Inside the mobile command center, stationed a few hundred feet from the well, half a dozen Halliburton engineers and supervisors monitor the process on a series of video displays showing data such as fluid injection rates and pressure readings.

Niebuhr, Halliburton’s district technology manager, said the workers know what the graphs are supposed to look like at each stage of the process. If something unexpected happens — if the injection pressure suddenly drops, for example — the job would be shut down immediately. That kind of event could suggest the slurry has made its way to a zone it wasn’t intended for, like the aquifer.

At its peak, the slurry is forced into the well at a rate of more than 1,000 gallons per minute. The entire process takes about 20 minutes for each of the five perforation depths.

Throughout this process, an inspector with the California Division of Oil, Gas and Geothermal Resources sat in the command center with a laptop. He monitored the slurry injection rate and pressure to see whether anything out of the ordinary occurred. Since 2013’s Senate Bill 4 went into effect, every frack job in the state is similarly monitored by a DOGGR official.
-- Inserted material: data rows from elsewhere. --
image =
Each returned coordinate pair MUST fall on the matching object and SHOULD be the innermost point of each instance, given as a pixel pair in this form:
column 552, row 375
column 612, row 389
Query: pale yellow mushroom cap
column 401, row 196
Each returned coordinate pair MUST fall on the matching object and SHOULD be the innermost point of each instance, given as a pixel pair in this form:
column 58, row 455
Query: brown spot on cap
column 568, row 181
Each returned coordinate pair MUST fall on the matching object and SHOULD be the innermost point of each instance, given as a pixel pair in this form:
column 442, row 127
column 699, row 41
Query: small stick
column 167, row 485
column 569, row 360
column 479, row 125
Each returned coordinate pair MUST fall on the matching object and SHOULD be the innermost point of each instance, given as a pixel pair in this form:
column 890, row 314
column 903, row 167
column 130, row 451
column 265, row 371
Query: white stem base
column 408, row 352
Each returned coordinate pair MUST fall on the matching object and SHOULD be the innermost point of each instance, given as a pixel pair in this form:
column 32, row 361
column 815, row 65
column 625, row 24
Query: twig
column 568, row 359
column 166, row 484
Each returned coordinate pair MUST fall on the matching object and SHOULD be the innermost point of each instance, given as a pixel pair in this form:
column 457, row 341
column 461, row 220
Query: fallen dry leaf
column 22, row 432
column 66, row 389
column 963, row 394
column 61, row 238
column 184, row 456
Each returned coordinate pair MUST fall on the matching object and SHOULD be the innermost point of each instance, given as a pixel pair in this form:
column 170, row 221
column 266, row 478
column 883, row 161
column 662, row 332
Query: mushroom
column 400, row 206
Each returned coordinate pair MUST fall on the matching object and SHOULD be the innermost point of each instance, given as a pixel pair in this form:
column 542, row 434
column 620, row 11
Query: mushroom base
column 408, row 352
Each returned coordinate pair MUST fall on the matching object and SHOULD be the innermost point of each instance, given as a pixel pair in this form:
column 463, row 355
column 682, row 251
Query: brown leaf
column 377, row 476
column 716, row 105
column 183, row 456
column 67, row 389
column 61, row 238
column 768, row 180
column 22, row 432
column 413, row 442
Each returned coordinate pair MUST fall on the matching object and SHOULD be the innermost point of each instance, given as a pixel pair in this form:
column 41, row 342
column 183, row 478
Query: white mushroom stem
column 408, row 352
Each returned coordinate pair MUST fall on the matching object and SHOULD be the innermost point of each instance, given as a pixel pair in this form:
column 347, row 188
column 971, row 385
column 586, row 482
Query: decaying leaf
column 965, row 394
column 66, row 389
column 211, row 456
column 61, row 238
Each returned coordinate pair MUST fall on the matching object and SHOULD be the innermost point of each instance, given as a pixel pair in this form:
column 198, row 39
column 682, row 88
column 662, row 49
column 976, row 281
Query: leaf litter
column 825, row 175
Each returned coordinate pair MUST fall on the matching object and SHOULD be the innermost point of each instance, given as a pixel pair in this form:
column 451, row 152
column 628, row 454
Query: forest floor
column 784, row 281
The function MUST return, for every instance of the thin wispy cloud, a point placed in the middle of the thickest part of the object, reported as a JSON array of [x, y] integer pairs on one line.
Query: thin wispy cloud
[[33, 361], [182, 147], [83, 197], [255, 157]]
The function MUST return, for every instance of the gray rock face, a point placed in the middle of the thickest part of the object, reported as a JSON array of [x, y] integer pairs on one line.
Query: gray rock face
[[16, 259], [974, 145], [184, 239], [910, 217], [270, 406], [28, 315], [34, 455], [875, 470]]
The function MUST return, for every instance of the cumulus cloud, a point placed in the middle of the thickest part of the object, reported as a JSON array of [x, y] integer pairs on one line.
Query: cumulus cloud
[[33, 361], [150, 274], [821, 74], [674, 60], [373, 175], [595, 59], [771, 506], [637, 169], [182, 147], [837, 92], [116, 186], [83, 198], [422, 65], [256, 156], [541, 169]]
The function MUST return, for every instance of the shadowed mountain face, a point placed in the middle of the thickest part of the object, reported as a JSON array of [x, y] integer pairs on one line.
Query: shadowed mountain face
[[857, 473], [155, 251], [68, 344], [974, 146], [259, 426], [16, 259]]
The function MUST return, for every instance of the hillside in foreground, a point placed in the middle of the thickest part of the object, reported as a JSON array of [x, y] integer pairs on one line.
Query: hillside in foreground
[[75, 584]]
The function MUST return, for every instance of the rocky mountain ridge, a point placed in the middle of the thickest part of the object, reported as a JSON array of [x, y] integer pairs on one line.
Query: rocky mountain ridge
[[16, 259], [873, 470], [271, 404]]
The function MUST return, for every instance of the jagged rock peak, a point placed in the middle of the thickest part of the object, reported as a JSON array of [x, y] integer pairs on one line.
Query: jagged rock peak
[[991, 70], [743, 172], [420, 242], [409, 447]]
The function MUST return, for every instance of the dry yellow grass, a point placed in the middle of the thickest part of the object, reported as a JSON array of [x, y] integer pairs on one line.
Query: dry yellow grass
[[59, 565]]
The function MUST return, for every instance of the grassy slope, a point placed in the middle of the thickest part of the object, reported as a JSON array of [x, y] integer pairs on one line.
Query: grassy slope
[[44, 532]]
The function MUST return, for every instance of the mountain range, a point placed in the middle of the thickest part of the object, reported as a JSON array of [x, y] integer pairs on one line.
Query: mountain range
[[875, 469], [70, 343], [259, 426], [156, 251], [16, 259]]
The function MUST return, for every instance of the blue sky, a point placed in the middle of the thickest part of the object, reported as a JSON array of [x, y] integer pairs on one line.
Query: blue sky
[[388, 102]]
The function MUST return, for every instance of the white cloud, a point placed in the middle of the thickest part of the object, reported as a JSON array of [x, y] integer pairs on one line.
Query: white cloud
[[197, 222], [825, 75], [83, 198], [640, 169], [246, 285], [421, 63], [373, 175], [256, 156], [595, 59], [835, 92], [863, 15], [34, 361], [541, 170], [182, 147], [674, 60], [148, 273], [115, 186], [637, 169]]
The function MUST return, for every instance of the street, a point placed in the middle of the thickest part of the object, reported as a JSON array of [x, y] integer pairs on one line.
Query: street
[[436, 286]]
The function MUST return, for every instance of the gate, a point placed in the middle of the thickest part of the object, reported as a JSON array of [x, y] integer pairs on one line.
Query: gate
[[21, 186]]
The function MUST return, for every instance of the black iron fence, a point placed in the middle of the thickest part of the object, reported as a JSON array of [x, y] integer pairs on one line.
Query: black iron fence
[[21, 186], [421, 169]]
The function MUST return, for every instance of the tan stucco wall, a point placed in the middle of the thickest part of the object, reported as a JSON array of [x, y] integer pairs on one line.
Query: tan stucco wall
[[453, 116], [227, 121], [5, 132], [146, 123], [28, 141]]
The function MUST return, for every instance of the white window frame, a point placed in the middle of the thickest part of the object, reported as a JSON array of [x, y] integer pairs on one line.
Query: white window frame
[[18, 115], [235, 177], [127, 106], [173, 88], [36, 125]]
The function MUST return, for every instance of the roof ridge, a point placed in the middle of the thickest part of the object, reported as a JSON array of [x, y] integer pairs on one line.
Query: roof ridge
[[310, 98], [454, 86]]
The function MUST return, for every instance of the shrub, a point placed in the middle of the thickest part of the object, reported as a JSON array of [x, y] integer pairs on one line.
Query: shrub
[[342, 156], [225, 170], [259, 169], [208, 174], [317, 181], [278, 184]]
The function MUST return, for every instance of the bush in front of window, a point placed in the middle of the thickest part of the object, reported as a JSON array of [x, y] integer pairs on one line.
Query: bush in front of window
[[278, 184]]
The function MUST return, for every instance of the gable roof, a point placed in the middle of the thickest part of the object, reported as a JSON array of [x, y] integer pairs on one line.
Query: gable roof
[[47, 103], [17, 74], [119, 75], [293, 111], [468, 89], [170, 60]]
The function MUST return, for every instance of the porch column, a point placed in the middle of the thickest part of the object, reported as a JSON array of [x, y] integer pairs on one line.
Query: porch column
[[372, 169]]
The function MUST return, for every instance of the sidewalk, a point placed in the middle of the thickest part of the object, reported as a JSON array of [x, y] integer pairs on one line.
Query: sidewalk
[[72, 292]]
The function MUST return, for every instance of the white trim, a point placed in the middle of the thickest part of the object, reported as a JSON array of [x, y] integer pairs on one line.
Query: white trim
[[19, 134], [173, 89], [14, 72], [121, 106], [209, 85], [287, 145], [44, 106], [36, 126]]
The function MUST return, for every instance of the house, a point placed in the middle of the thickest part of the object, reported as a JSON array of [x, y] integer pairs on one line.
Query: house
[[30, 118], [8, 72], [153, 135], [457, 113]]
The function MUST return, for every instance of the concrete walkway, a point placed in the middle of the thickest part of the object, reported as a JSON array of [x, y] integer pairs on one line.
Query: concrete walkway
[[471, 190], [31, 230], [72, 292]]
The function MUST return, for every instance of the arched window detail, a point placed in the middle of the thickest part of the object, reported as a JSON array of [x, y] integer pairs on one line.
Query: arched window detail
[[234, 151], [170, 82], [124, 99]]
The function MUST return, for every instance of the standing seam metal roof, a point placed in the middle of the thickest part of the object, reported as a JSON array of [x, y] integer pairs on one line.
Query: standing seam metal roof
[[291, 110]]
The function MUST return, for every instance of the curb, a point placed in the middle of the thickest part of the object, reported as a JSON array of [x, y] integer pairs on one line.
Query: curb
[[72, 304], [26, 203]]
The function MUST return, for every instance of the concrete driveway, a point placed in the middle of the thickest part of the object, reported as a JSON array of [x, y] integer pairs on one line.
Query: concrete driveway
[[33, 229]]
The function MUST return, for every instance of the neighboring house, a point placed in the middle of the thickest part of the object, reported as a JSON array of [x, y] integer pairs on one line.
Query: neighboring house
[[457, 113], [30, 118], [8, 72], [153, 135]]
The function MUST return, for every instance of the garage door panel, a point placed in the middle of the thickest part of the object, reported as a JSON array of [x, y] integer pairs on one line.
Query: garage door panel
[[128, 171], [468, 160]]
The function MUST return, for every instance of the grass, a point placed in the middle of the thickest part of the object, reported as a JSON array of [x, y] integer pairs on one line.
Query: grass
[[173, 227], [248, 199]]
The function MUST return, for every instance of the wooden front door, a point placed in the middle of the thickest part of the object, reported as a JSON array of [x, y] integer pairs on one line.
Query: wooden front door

Niebuhr took a moment inside the command center to show The Californian’s reporter and photographer what the slurry looks like. Initially, it was a viscous, translucent, gel-like substance. But when he returned a few minutes later, the mix was liquid, with sand settled at the bottom of a small container.

The transition from gel to liquid is a key characteristic of fracking fluid. It must start out thick in order to carry sand, water and chemicals to every nook in the fracture without allowing the sand to fall to the bottom of the well. While some frack fluids make the transition based on time elapsed, this one does it according to changes in pressure, Niebuhr said.


But after the pressure has created fractures in the rock, the sand must separate from the liquid so it can remain deposited as a “proppant” to hold open the cracks, which start at about 1 inch in diameter near the well but become thinner as they extend outward to form a diameter measuring 100 to 150 feet.

Chevron well completions engineer Lori Soriano brought out a sampling of the proppant sand. Although it looked and felt like regular salt, she explained, this sample had been mined and screened to ensure consistent size. The goal is to lodge the granules into newly created underground fractures to keep them from closing up and rendering the whole process moot.

At Lost Hills, the production wells are spaced about 250 feet apart to keep fractures from one frack job separate from those of another frack job. Likewise, the water injection wells are built at specific distance intervals to make sure fractures do not mingle.

Chevron says fracking fluid stays in the well for seven to 10 days after the procedure is done, while tubing, a pump and rods are installed at the well. After that, production begins, and the fluid comes up along with oil and produced water.

It is later separated from the oil in a treatment facility on site, and ultimately disposed of by injection into the Belridge zone, which contains lower quality groundwater than the Tulare formation and is separated from it by a clay and shale “cap rock.”

Having completed a full cycle of perforations and fracking, Niebuhr, Soriano and several other Chevron employees led a short tour of the fracking site. It was a busy scene, involving 22 semi-trucks and many oil field workers.

“All for gas in your cars,” said Chevron’s Lost Hills program manager, Eric May.